We generally will not review an agency's decision not to exercise an option, however, since the matter is purely one of contract administration; it does not involve the failure to conduct a required competition and under the usual government contract option clause the option is exercisable at the sole discretion of the government--that is, a contracts has no legal right whatsoever to compel the government to exercise an option. See C. G. Ashe Enters., 56 Comp.Gen. 397 (1977), 77-1 CPD Para. 166; Interstate Equip. Sales, B-222213, Mar. 19, 1986, 86-1 CPD Para. 274. The only circumstance in which we review the failure to exercise an option is where there has been a competition among incumbent contractors to determine which contractor's option will be exercised. Fjellestad, Barrett and Short, B-248391, Aug. 21, 1992, 92-2 CPD Para. 118; Walmac, Inc., B-244741, Oct. 22, 1991, 91-2 CPD Para. 358.

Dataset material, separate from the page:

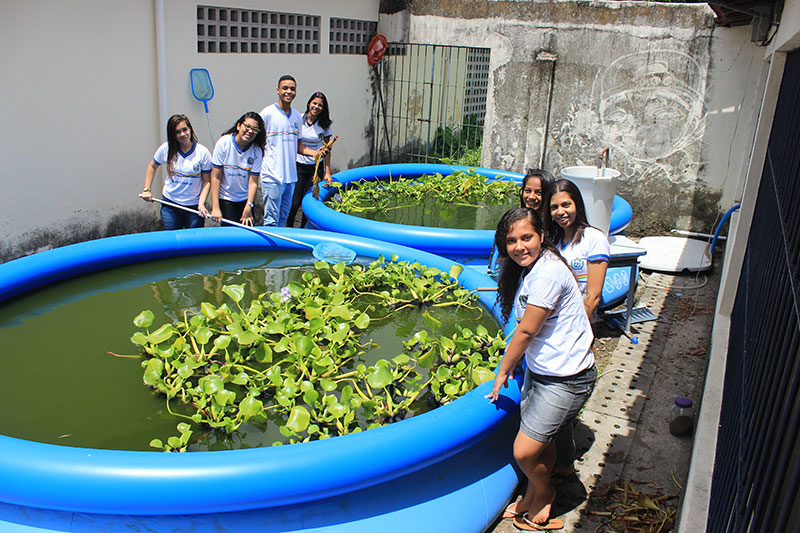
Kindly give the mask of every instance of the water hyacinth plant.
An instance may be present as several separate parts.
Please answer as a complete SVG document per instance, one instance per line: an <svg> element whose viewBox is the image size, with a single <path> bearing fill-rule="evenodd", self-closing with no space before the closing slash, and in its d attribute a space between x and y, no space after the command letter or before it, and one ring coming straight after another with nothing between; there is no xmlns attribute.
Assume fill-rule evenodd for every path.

Here, the Navy decided not to exercise the option in DSG's contract. The possibility that the decision was made by an official other than the contracting officer does not change the fact that the option non-exercise decision process is a matter of contract administration that is outside the scope of our bid protest role. Moreover, since under the FAR it is only the contracting officer who can exercise a contract option, it follows that where an option is not exercised it is necessarily the contracting officer who did not exercise it.
The decision is affirmed.
1. In two cases where we reviewed the agency's non-exercise of a contractor's option, Mine Safety Appliances Co., 69 Comp.Gen. 562 (1990), 90-2 CPD Para. 11, and Westinghouse Elec. Corp., 59 Comp.Gen. 328 (1978), 78-1 CPD Para. 181, the agency had parallel development contracts with two firms whose contracts provided that one of the firms would be selected to furnish the option quantities. In Honeywell, Inc., B-244555, Oct. 29, 1991, 91-2 CPD Para. 390, the agency asked for what it termed "best and final offers" from two of its contractors to determine which firm would furnish items to a foreign government under a contract option. Since the selection of the contractor for the option quantities in each case resulted from a competition, review of the selection decision was within the scope of our bid protest function.